At the end of the DR programme in 2019, the team had achieved their target and trained a total of 823 CHWs giving an 81.32% coverage of the total 1012 registered CHW in the MHMS register. Anecdotal evidence showed a spike in DR referrals and screenings recorded at health facilities. Three key themes emerged related to the involvement of CHWs which include engagement of CHWs, benefits of the engagement, and health system-related challenges.

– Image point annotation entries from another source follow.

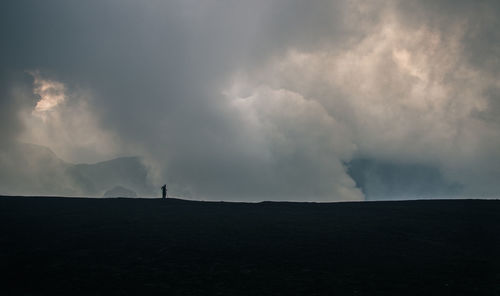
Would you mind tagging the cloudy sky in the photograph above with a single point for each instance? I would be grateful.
(256, 100)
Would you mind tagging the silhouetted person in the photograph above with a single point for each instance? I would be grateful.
(164, 191)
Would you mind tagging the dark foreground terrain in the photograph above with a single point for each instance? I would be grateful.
(135, 246)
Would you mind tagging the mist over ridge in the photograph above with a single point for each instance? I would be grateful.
(260, 100)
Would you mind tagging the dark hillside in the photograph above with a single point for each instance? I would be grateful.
(138, 246)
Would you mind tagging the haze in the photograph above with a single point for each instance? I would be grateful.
(251, 100)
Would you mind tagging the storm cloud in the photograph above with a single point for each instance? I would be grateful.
(259, 100)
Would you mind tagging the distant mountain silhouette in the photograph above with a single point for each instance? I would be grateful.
(27, 169)
(94, 179)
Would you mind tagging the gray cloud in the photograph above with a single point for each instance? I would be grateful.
(262, 99)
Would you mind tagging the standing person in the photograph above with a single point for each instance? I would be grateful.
(164, 191)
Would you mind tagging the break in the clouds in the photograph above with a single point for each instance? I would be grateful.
(258, 100)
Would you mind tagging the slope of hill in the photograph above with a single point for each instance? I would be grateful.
(133, 246)
(28, 168)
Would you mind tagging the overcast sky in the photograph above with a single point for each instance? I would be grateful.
(255, 100)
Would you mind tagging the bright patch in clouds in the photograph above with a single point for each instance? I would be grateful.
(52, 93)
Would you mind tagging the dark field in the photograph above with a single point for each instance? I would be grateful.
(174, 247)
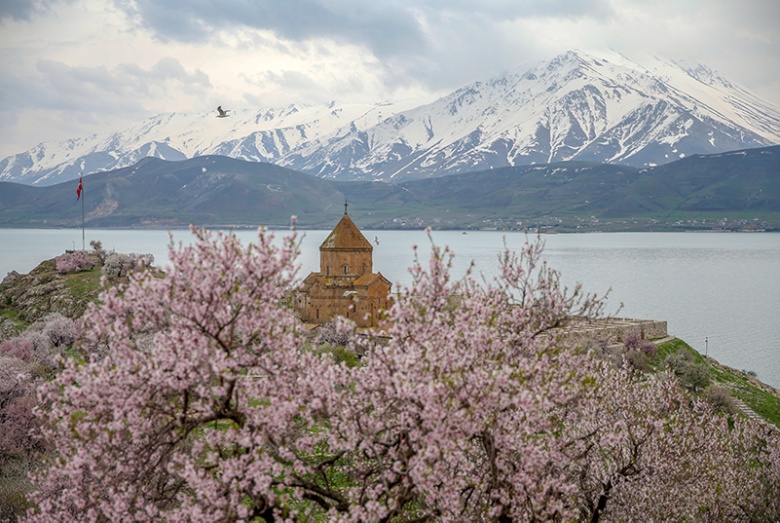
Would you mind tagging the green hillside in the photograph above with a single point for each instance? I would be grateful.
(738, 190)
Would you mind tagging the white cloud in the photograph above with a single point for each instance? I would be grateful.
(75, 68)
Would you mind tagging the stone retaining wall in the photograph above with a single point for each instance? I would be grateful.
(616, 330)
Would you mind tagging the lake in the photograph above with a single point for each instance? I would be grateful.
(720, 287)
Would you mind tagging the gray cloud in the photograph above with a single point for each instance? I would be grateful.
(384, 28)
(63, 59)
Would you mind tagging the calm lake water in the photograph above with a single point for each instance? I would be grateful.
(724, 287)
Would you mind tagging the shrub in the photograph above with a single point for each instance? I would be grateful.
(648, 348)
(76, 261)
(97, 247)
(632, 341)
(119, 265)
(60, 331)
(467, 413)
(637, 360)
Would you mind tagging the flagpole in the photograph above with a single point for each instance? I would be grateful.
(83, 240)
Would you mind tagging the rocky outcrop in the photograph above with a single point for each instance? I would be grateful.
(27, 298)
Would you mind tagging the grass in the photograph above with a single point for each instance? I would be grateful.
(744, 387)
(85, 284)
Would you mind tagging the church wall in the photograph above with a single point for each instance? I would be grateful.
(332, 262)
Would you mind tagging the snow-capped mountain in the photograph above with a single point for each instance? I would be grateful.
(578, 106)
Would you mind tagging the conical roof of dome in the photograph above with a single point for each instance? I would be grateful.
(346, 235)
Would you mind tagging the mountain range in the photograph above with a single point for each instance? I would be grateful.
(602, 108)
(734, 190)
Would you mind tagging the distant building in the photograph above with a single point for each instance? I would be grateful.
(346, 284)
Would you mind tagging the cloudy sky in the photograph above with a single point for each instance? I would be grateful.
(71, 68)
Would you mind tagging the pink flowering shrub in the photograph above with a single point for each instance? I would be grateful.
(209, 404)
(118, 265)
(20, 446)
(60, 331)
(73, 262)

The use of CHWs who are already integrated into the health system was considered a sustainable intervention to strengthen diabetes and DR services at the primary level of care, particularly if it involves community awareness, health education, and health services facilitation The future of the CHWs will depend on their being integrated more systematically into local health services with strengthened management and supervision.
斐济农村和偏远地区在获得糖尿病视网膜病变(DR)服务方面存在不平等现象,这令人担忧。这是因为DR如果长期未被诊断和治疗,会导致视力丧失和永久性失明。必须探索适当途径来加强服务,并确保每个人都能公平获得医疗保健。本研究描述了针对社区卫生工作者(CHW)开展DR意识培训的开发与实施情况,以及他们随后为提高斐济各地社区的意识并扩大DR筛查所进行的参与。
作为一项旨在降低太平洋地区居民因糖尿病导致可避免失明发生率的计划的一部分,为基层护士开展了DR培训并付诸实施。由于这些基层护士已经被临床职责和相互竞争的卫生重点工作所淹没,因此提议将任务转移给CHW,由他们向社区宣传糖尿病和DR知识,并为DR筛查进行转诊。太平洋眼科研究所在新西兰弗雷德·霍洛基金会的资助下,开发并实施了为期一天的DR意识培训。
在2019年DR项目结束时,该团队实现了目标,共培训了823名CHW,占MHMS登记册中1012名注册CHW总数的81.32%。轶事证据显示,医疗机构记录的DR转诊和筛查数量激增。与CHW的参与相关出现了三个关键主题,包括CHW的参与、参与的益处以及与卫生系统相关的挑战。
利用已经融入卫生系统的CHW被认为是一种可持续的干预措施,可在初级保健层面加强糖尿病和DR服务,特别是如果涉及社区意识、健康教育和卫生服务便利化。CHW的未来将取决于他们能否更系统地融入当地卫生服务,并加强管理和监督。